In the absence of work, if the temperature does not change as a result of heat transfer it is because the heat capacity of the substance is very large compared to the amount of heat being transferred. The heat increases the internal energy of that something but not enough to be detected as a measurable temperature increase. We call this something a "thermal reservoir", and we call the heat transfer process an isothermal (constant temperature) process. For isothermal processes $T$ comes out of the above integral and the change in entropy is the heat transferred divided by the constant temperature.
The heat capacity does not have to be "infinitely high". It just has to be high relative to the amount of heat being transferred. The relative heat capacity of a cup of water at room temperature to the heat capacity of a hot grain of sand is great enough that while dropping the grain of sand into the water increases the internal energy of the water, the change would not result in a measurable change its temperature. Yet the heat capacity of the cup of water is not "infinitely high".

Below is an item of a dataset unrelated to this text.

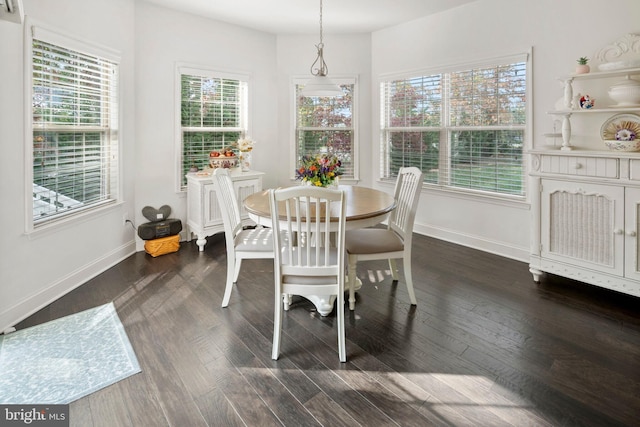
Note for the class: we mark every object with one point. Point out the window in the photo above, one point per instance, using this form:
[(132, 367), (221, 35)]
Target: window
[(463, 129), (326, 125), (213, 115), (74, 127)]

Entropy, and the second law, was defined like it is in order to account for the fact that heat can only flow naturally from a warmer to a cooler body, and never in the reverse direction. The new property and law was needed because the first law (conservation of energy) and the property of internal energy would not preclude heat from naturally flowing from the cooler to warmer body.
For a description of how the property came to be defined, see the following: https://en.wikipedia.org/wiki/History_of_entropy
First of all, entropy is not “energy per kelvin lost to do useful work”. It is entropy generated due to an irreversible process that results in less energy available for doing useful work. In going from equilibrium state 1 to 2 the total change in entropy of the system is
$$\Delta S_{tot}=S_{2}-S_{1}= S_{transferred}+S_{generated}$$
Since entropy is a system property, the total change in entropy between two states is the same for all paths (processes) between the states. For a reversible process, the entropy generated within the system is zero and the total entropy change is just the entropy transfer at the boundary with the surroundings. For an irreversible process additional entropy is generated within the system. It is the entropy generated within the system in an irreversible process that results in less energy to do useful work. The generated entropy internal to the system equals the total change in entropy minus the entropy transferred at the boundary.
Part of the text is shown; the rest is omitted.